The attack, nicknamed Trojan Source, relies on the usage of bidirectional control characters inside source code comments.

Also known as BiDi characters, these are Unicode control characters that are used inside a line of text to signal the shift from an LTR (left-to-right) mode to RTL (right-to-left) or vice versa.

In practice, these characters are meant solely for software applications and are invisible to the human eye, as they are only used to embed text of a different reading direction inside large blocks of text (such as inserting Arabic or Hebrew strings inside large blocks of Latin text).

The Cambridge research team said it discovered that most code compilers and code editors don't have protocols to handle BiDi characters or signal their presence inside source code comments.

Researchers said that attackers could insert BiDi control characters inside comments that human reviewers won't be able to see, and which, when compiled, will move text from the comment field into executable code or move (security-related) code into a commented section, opening applications to attacks or negating security checks.

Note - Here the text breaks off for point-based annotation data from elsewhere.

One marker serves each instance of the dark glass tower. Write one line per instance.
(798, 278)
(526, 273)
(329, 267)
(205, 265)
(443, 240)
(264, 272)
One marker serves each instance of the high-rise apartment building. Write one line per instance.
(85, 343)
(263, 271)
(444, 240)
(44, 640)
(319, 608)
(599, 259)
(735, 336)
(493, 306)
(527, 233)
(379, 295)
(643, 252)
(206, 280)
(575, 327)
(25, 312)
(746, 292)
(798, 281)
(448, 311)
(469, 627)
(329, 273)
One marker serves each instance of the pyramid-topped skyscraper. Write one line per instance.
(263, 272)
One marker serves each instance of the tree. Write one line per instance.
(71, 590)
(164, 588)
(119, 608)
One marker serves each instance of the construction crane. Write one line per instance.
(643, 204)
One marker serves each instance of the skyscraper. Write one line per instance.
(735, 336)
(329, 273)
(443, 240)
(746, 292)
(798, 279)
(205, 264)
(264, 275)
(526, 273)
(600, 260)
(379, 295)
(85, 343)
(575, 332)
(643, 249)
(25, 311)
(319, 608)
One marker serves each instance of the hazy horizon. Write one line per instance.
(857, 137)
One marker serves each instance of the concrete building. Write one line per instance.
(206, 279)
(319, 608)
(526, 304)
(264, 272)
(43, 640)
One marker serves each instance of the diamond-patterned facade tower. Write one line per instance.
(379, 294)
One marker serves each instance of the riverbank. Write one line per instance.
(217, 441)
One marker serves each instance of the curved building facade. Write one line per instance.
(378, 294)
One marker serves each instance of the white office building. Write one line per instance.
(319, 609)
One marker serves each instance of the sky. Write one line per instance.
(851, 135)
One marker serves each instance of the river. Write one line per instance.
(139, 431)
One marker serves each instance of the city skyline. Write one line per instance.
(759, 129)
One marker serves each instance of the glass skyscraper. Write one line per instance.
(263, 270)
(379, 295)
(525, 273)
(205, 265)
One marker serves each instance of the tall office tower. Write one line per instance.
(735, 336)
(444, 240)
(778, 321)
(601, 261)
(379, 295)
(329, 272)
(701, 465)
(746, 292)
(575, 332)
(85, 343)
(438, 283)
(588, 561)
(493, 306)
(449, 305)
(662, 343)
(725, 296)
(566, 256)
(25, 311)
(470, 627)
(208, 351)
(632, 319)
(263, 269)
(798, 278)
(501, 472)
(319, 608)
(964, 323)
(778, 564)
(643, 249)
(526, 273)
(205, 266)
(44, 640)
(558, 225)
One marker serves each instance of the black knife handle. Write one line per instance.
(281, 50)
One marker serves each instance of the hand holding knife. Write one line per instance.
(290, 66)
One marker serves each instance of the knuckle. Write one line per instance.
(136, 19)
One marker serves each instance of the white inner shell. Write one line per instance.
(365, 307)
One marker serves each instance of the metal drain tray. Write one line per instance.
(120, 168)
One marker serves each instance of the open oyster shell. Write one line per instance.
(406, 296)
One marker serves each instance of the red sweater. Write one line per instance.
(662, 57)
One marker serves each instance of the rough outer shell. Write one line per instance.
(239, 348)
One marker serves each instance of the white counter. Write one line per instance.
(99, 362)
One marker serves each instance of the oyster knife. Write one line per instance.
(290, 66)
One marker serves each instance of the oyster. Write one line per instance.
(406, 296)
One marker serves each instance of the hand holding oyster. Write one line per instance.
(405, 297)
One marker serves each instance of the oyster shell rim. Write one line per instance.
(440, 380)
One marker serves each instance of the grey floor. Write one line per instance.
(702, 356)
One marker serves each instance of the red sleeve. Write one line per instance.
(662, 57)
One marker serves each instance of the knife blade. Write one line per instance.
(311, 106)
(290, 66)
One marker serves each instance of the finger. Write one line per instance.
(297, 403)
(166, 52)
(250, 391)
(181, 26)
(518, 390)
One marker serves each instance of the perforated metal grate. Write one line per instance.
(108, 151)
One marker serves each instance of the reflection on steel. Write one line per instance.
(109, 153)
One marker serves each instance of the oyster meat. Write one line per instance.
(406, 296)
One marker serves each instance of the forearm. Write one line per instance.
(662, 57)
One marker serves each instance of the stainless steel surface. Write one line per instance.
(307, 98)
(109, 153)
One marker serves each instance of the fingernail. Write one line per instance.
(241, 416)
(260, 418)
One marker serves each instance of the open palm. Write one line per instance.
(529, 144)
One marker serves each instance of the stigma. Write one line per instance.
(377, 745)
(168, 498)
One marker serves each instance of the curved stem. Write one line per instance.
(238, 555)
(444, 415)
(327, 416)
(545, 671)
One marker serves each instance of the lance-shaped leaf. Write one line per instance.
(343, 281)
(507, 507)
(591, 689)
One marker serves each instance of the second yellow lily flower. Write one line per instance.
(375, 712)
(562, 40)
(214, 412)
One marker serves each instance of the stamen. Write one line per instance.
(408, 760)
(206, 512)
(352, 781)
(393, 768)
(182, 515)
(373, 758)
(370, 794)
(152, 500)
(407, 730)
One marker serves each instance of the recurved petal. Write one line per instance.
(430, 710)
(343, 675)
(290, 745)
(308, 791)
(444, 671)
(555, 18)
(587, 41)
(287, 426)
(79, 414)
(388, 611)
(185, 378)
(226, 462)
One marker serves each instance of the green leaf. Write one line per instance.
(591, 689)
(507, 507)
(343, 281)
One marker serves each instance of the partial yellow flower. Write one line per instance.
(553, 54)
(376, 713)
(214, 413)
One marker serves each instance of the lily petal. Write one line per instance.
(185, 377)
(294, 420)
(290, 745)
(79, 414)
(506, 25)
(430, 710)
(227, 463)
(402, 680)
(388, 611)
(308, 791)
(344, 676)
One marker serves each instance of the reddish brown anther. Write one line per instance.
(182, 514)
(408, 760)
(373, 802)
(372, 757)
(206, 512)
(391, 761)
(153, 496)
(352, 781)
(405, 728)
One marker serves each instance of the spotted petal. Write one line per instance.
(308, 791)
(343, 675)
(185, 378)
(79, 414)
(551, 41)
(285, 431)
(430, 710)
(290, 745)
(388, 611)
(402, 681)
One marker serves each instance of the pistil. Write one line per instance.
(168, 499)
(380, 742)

"We've verified that this attack works against C, C++, C#, JavaScript, Java, Rust, Go, and Python, and suspect that it will work against most other modern languages," Ross Anderson, one of the two researchers behind the Trojan Source technique, explained in a blog post published earlier today.

In addition to code compilers, Anderson and his colleague Nicholas Boucher said that several code editors and source code hosting services were also found to be vulnerable [see table below].

Besides the BiDi-related attack, the two researchers also discovered that source code compilers were also vulnerable to a second issue, known as a homoglyph attack — where classic Latin letters are replaced with lookalike characters from other Unicode family sets (alphabets).

Researchers said this second attack could be used to create two different functions that look the same in the eyes of a code reviewer but are actually different from one another.

Anderson and Boucher argued that an attacker could use a dependency or a plugin to define the homoglyph function outside the app's main codebase and add malicious code to a project without the maintainer's knowledge.

Since much of today's coding processes rely on contributions from a team of multiple developers, the Cambridge researchers argued that it was important for code compilers and code editors to detect BiDi and homoglyph characters and signal to human code reviewers that non-standard Unicode glyphs are being used in source code — typically written in the Latin character set.

The two researchers said they gave all the affected parties a 99-day embargo to fix the two attacks in their tools before they published details about Trojan Source attack earlier today.

At the time of writing, the team behind the official Rust compiler has released a security update to fix both attacks — tracked as CVE-2021-42574 (the BiDi attack) and CVE-2021-42694 (the homoglyph attack). Other fixes are expected in the coming days.

Additional details about the Trojan Source attacks are available on a dedicated website. Proof-of-concept code is available on GitHub.

Liran Tal, a security researcher ad DevSecOps firm Snyk published an npm package and ESLint plugin to detect Trojan Source attacks in JavaScript-based projects.